Update: October 7, 2020
PETA has received compelling evidence that Johns Hopkins University (JHU) experimenter Shrish Mysore appears to have violated Maryland law by not obtaining the legally necessary permission to own protected birds for his invasive brain experiments. In addition, he recently admitted that the traumatic methods he uses in his experiments can lead to deceptive results.
Translation: Mysore’s experiments are clearly illegal and useless, and he knows it.
PETA has filed complaints with the National Eye Institute, which is funding the fiasco, and with JHU, urging both institutions to end this junk science.
Update: March 17, 2020
PETA today sent a letter to Johns Hopkins University (JHU) and released horrific reports and photographs from the USDA that show the extent to which animals kept in the university’s laboratories suffer as a result of negligence, incompetence and dishonesty. overwhelming disregard for your life.
JHU’s violations of federal animal welfare law include the confinement of highly social monkeys in solitary, sterile cages without any additives, as well as a series of gruesome animal deaths held in prison at the school. In one case, a worker closed the cage door to a monkey, killing the animal. In another case, a monkey was found dead, its head stuck inside a ball used for “enrichment”.
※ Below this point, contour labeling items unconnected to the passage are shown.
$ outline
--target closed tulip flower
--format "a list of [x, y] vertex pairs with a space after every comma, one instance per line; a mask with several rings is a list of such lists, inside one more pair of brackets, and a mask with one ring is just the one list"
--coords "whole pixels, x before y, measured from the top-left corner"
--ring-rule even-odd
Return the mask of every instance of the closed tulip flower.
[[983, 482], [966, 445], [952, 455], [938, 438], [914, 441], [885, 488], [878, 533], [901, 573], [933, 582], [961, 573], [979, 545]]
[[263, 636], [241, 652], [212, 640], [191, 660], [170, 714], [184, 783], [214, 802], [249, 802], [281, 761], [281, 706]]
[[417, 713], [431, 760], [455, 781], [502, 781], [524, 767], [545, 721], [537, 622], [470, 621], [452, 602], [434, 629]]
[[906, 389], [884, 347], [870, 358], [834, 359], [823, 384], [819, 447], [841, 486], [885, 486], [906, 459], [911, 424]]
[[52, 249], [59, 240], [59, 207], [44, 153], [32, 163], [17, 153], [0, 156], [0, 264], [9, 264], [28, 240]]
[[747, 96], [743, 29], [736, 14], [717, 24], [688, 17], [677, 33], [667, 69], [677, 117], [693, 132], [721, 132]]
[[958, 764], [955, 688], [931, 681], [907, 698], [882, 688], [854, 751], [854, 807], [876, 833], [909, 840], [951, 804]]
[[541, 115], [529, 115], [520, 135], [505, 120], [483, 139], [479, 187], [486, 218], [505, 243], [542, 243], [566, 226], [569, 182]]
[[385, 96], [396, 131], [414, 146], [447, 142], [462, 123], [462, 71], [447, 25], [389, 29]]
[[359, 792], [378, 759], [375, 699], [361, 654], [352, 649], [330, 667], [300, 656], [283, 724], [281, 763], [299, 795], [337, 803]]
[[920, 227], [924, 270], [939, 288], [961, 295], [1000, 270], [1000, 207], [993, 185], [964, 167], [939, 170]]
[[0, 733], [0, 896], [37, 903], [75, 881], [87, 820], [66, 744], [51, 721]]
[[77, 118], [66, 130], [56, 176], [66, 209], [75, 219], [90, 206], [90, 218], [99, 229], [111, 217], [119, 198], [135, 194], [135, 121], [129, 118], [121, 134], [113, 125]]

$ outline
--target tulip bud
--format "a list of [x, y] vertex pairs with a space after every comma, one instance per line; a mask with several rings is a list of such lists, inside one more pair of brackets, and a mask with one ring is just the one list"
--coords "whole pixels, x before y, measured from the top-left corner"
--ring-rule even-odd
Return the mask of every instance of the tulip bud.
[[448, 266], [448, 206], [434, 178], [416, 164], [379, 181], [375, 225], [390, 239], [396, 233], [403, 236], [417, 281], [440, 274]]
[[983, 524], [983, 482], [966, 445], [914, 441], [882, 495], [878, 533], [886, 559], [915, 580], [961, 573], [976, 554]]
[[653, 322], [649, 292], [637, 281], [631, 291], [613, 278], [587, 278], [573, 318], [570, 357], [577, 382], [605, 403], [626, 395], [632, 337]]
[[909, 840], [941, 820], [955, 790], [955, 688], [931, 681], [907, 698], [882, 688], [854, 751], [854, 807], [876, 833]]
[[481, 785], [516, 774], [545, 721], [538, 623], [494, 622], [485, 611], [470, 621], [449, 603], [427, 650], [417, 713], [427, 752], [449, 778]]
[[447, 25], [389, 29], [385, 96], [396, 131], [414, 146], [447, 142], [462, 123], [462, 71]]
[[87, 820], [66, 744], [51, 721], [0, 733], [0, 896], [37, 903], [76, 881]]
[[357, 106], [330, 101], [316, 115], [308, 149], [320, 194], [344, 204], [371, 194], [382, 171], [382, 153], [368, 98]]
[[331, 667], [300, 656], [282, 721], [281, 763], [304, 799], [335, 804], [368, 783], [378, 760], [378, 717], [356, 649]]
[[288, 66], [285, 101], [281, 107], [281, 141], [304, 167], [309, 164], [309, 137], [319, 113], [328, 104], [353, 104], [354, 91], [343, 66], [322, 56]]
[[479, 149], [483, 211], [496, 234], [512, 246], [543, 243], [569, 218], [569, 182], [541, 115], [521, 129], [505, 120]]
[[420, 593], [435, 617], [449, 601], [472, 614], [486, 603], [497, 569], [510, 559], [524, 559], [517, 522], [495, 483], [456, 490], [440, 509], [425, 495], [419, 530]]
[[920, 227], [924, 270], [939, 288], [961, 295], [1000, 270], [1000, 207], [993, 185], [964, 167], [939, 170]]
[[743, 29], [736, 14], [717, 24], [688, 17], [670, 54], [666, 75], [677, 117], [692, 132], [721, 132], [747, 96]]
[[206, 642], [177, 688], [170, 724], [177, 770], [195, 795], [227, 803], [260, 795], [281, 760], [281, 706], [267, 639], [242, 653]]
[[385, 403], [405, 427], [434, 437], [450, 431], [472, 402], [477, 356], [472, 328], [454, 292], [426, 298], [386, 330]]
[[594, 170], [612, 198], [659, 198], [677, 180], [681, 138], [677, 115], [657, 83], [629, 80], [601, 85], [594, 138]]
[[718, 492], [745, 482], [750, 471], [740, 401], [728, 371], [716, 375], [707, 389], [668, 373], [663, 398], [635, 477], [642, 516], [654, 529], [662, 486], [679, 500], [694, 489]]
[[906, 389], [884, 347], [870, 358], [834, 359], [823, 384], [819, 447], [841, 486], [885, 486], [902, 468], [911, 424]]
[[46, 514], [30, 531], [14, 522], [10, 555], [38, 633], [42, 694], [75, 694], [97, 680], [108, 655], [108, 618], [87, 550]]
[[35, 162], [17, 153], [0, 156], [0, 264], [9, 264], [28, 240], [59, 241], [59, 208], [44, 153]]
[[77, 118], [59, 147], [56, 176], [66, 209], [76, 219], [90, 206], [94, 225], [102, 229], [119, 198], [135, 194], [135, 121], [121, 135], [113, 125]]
Moreover, in light of the campus closure due to the COVID-19 pandemic, JHU ordered its experimenters to identify “critical animals to be kept” that would likely lead to the overkill of countless others not considered “critical” – which begs the question Why were these animals forced to endure cruel and painful tests?
Now more than ever, it is necessary to close Shrish Mysore’s laboratory so that the owls imprisoned in it can be sent to the shelter.